An Asian integrated company also benefits from higher naphtha realizations because of the improved competitiveness of naphtha crackers. Governments can extend their reforms and capitalize on this opportunity by reducing their stake in domestic refining, which would not only provide the government with a cash infusion but also drive efficiencies by attracting investment from financial institutions and foreign O&G companies.
Although the composite margins of European refiners have recovered from the decade lows of about $1.75 per barrel in 2013 and the first half of 2014, the region’s long-term outlook is darkened by declining local demand, relatively low asset complexity, and a lack of supply advantages. Speaking at the Oil & Money 2014 conference in London, Total’s CEO said, “We cannot sustain plants when we are losing more than €100 million a year of cash. It is not sustainable, and it’s not responsible.”35
In this buyer’s market, European refiners, however, can create lucrative opportunities by pooling assets with the midstream, building niche markets, and providing greater supply chain control to offset the margin volatility of energy commodity traders.

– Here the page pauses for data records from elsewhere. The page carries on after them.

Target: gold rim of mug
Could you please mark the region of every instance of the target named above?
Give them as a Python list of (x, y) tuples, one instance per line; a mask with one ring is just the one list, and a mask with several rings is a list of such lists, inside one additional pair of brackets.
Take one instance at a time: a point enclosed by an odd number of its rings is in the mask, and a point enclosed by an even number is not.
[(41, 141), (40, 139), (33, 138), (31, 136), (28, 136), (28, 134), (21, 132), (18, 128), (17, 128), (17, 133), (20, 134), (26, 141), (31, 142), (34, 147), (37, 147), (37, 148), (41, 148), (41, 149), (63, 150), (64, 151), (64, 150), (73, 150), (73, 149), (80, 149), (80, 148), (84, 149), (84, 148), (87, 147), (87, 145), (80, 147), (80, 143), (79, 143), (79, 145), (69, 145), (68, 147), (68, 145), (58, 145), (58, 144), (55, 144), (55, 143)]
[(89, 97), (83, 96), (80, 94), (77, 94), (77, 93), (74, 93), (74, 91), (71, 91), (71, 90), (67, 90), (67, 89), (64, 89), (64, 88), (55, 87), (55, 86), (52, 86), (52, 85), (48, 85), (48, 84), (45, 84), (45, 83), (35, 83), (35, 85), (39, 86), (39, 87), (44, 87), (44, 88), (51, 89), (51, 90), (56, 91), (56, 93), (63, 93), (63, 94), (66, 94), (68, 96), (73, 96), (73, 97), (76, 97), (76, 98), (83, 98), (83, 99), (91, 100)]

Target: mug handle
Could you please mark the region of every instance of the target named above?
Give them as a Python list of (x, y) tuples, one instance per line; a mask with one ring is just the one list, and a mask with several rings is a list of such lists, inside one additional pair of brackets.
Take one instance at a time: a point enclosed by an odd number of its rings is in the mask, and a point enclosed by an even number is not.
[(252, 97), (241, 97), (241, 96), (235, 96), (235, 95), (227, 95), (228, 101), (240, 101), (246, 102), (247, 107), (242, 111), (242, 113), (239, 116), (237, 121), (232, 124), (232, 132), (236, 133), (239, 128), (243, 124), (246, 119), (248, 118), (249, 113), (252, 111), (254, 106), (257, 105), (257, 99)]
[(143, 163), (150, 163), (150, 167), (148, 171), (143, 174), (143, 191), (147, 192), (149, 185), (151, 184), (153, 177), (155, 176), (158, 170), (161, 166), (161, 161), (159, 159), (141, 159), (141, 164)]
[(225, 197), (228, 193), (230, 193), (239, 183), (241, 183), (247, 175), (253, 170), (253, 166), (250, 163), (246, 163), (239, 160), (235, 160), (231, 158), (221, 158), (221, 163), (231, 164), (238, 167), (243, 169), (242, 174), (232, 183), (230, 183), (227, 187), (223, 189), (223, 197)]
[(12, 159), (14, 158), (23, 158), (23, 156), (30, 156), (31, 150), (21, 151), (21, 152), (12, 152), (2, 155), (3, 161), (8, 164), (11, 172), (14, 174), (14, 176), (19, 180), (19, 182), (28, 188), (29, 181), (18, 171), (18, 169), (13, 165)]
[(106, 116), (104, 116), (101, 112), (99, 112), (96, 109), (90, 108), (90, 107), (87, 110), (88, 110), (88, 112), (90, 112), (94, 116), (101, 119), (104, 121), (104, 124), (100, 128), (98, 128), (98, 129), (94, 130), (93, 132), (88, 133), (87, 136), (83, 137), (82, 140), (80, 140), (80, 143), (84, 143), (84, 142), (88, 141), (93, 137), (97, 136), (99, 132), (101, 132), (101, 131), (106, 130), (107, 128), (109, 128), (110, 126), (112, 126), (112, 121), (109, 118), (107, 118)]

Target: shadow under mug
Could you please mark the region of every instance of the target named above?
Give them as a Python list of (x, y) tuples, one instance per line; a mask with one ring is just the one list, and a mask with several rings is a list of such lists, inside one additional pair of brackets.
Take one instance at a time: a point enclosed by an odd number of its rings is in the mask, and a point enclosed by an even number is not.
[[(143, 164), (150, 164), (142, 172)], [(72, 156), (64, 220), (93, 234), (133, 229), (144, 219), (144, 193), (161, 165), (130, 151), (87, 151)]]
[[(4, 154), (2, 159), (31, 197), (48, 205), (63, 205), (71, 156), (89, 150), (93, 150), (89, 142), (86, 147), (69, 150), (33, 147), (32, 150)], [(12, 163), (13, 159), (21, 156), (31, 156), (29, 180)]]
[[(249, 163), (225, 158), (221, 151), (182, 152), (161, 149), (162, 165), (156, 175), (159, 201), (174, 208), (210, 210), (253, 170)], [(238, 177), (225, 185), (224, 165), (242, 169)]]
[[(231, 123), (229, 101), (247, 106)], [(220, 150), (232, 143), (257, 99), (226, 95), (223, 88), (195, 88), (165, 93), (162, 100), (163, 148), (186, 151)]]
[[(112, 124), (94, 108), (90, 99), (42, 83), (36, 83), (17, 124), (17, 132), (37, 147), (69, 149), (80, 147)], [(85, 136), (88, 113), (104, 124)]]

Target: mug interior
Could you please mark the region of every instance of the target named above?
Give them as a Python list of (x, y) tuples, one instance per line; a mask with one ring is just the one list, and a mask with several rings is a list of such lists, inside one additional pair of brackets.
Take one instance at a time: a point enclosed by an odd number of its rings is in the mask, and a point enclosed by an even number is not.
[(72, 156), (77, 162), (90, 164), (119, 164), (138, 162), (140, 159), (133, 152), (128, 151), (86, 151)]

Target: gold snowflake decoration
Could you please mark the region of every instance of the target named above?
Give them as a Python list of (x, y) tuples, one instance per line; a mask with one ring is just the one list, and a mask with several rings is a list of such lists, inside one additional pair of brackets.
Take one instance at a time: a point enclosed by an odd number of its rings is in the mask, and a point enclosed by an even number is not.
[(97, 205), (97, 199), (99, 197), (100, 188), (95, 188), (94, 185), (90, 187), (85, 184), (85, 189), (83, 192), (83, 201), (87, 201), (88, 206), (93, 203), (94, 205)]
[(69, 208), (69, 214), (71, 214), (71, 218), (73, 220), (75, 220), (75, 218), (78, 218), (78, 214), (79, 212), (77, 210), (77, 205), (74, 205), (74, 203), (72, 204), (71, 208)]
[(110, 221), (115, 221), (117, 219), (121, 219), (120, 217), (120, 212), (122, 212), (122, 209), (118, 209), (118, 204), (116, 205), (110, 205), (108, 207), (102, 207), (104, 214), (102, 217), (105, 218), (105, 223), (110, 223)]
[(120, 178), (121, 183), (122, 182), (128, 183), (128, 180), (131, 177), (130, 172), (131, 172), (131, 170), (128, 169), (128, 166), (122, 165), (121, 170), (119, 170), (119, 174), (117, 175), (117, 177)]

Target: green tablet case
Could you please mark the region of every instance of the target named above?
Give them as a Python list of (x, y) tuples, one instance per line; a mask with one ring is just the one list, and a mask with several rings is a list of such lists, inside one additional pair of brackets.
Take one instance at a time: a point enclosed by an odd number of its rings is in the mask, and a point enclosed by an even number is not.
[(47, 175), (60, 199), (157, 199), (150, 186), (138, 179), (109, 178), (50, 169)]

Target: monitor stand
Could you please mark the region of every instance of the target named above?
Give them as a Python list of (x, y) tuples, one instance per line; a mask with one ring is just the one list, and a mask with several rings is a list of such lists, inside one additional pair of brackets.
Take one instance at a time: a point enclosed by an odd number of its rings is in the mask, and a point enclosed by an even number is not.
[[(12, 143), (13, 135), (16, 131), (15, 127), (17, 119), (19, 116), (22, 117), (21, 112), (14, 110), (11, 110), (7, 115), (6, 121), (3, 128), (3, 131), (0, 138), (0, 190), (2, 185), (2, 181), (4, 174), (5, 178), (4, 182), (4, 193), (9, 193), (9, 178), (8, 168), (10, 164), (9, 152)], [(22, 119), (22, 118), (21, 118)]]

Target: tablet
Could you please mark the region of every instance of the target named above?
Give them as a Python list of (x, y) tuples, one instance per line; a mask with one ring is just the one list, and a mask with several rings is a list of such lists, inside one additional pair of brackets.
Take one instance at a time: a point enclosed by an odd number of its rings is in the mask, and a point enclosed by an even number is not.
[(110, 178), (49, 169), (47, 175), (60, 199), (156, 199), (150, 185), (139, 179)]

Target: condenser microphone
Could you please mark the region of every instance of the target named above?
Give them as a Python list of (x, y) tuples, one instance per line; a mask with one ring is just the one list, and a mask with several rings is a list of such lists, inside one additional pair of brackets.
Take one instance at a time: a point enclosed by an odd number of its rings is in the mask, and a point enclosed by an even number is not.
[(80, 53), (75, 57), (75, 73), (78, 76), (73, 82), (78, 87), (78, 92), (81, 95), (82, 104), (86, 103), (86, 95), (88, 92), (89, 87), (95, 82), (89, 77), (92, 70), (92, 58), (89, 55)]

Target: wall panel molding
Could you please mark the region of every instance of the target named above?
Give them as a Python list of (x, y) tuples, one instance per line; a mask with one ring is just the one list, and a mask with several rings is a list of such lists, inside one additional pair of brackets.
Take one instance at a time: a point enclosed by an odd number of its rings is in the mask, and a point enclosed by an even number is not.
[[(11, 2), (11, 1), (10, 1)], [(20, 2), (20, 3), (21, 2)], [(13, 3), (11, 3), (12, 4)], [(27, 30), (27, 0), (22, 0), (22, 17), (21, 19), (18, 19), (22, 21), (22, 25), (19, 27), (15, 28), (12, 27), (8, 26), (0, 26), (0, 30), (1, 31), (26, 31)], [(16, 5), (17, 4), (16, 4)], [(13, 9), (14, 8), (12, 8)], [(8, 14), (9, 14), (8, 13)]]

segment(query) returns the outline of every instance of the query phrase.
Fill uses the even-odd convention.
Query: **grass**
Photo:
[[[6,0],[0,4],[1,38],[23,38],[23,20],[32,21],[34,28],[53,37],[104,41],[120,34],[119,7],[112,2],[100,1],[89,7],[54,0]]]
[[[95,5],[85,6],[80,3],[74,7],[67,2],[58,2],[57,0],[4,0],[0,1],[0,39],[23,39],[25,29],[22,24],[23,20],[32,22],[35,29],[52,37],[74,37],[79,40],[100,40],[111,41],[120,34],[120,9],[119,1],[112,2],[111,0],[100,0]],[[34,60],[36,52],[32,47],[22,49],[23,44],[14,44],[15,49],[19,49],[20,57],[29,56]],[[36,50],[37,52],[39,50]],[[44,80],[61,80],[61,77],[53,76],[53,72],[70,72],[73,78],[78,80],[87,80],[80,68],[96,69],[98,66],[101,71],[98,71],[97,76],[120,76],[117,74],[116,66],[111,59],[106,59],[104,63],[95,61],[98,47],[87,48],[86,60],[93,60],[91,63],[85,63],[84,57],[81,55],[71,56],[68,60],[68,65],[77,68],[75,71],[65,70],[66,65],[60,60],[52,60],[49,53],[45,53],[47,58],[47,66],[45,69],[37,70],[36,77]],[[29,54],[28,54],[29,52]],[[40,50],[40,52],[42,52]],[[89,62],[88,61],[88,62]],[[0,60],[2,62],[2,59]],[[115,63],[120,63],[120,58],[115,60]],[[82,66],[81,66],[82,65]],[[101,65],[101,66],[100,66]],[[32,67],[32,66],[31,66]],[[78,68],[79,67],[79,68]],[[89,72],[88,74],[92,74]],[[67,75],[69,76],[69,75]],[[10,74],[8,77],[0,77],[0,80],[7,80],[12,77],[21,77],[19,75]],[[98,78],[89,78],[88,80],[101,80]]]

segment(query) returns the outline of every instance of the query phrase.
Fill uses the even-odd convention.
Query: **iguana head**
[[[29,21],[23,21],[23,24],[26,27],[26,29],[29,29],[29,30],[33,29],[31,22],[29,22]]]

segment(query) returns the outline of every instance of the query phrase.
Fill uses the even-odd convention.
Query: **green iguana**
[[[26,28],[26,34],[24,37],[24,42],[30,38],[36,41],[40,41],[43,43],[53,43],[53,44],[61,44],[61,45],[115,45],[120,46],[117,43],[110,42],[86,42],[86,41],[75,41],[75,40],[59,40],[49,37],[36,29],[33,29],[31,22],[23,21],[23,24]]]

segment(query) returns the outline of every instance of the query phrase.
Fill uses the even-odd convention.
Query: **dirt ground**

European energy commodity traders such as Vitol and Mercuria could monetize new trading or margin safety opportunities by repurposing refining, storage, and terminal assets, as they did in 2008 and 2009 when the oil market reversed to contango.
The reversal of oil prices in 2014 has been among the swiftest in history. The fall of $50 per barrel and a bearish outlook have diminished the allure that O&G has held for investors over the past five years. They have all of a sudden changed the discussion in the sector from raising capital, to driving growth in the long term, to seeing capital as the biggest lever of adjustment in today’s low-priced, cost-focused, and highly competitive market environment.
Navigating this new environment might be painful for many O&G companies, but they understand from past experience that adapting will only make them more efficient, dynamic, and innovative. The environment may question their traditional capital strategies and present several new capital choices, which will likely force many to explore and consider new forms of sourcing, deploying, and optimizing capital. Such strategies include sourcing capital through new low-cost investment vehicles; deploying capital in assets and markets that offer greater portfolio and operational flexibility; and optimizing capital by adopting leaner designs and displaying higher commercial agility in supply chain and contracts.
Because this is just the beginning of the new environment, it is important to carefully study the dynamic nature of the shale business and its repercussions on the global O&G industry. Although each company will be developing a personalized action plan and addressing a unique set of questions across their decision-making cycle, the list of questions in figure 7 can get the ball rolling in the changing O&G world.
This research studied annual net equity (equity raised minus share buybacks) and net debt (long-term debt issued minus long-term debt retired) among 39,273 publicly listed companies across the globe in nonfinancial industries. The data set includes 3,246 companies that were acquired during the period. It excludes publicly listed subsidiaries where the publicly listed parent holds more than 50 percent ownership.
The data were downloaded on November 4, 2014, from FactSet and aggregated using company fiscal years. All nonfinancial companies were classified as belonging to one of the following industries:
Figure 8 gives the count of companies by regions and industries. Of the 2,864 companies in the energy industry, 1,982 were in the O&G sector.